June 15th, 2004


On artificial languages "to speed up thinking"

Regarding this discussion on the "Speed of Thought"

1. What exactly are we to speed up? (a) thinking up new ideas (b) conveying to the reader the interplay between language patterns (e.g. poetry, literature) (c) recording and conveying reasoning (partly formalized already in math and logic).
Without defining precisely what it is we are seeking to perfect, we'll fail. Language IS TANTAMOUNT TO thinking in its non-visual part.

2. Thinking is patterning. Among the most useful patterns are similarity, contrast, metaphors, metonymy etc. Therefore not to limit thought the "better" language must not be based on logic alone

3. Natural languages are built on these mechanisms from (2). Therefore by synthesizing a new language from scratch we effectively dump thousands of years of thought and resulting compressed knowledge about the world.
We might think up new metaphorical understandings, sure enough, but we'd be kicked back into the stone age and would have to reinvent thousands upon thousands of wheels.
Whatever improvement we are to create, it must not dispose of the natural language. Rather, it should look more like a kind of slang optimising SOME aspects of the natural language (which, as we remember, IS thinking itself).
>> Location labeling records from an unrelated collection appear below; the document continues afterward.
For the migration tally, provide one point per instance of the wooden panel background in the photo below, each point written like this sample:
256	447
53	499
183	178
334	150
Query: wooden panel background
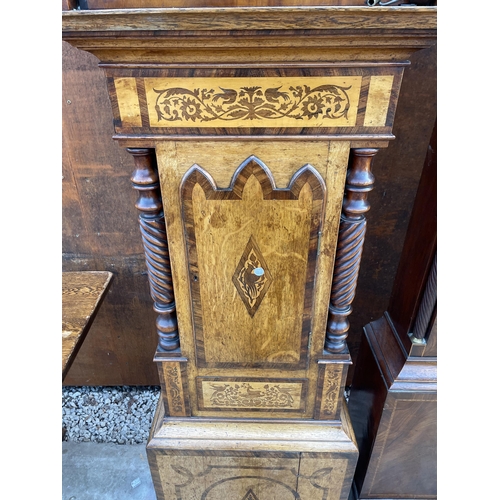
100	229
Let's now limit ourselves with pattern interplay and invention.
Which known techniques have people successfully used in advancing their knowledge?

(a) "chunking" and appropriate nominalization. Raising the level of generality by introducing new terms that substitute a lot of repeatable explanations. E.g. in physics: according to the second Newton Law bla-bla. No need to repeat the reasoning behind it.
Raising level by introducing and naming new entities (not named - not known) to compress expression of previous knowledge

(b) Revealing the structure. Logic and logic notation did just that. However as logic is not sufficient, we have to look into widening the application of this principle.
Good example is deBono "po" operator:
Birds fly south in autumn - po birds.
Or, using brackets and parentheses for grouping, we could transcribe it as:
(po Birds) fly south in autumn

So, we could introduce (an open) set of thinking operators, such as
gen - generalize; part(icularize); sim(ilar); syn(onyms); met(aphors); dec(onstruct into elements); def(ine new entity compressing above);
and so on.

For example:
gen [(po Birds) fly south in autumn ] -> migration;
gen[po(autumn)] -> other times;
part[last] -> hot, cold;
gen(last) -> change of environs --> {running from change}.

Result of the game (Остапово пособие для журналиста Улучшанского.):
*** трусливые осенние птицы бежали от холодов. ***

bridge connects two opposite (po river banks);
gen(last)-> island and bank; left side and fight side etc.
common (last) -> two pieces of flat land;
po(flat) -> negate(last) -> two landings on different levels;
--> tower as a bridge between earth and sky
analogy (last) -> Babilon tower.
Eiffel tower as a bridge between earth and sky, which God liked so much that He decided not to punish the builders for arrogance (дерзость). After finishing the Tower the French, to their own astonishment, found themselves still speaking the same language.
эйфелева башня как мост между небом и землей, который настолько понравился Богу, что он решил не наказывать строителей за дерзость. Закончив Башню, французы к своему удивлению обнаружили, что они по-прежнему говорят на одном языке.

4. How do we discover the elementary thought operators? - they have been discovered already, described really well as "invention techniques" and in structural analyses of natural languages. In fact, they have been described so well, that thinking techniques have been introduced into school curricula in some countries - and, as I heard with great success.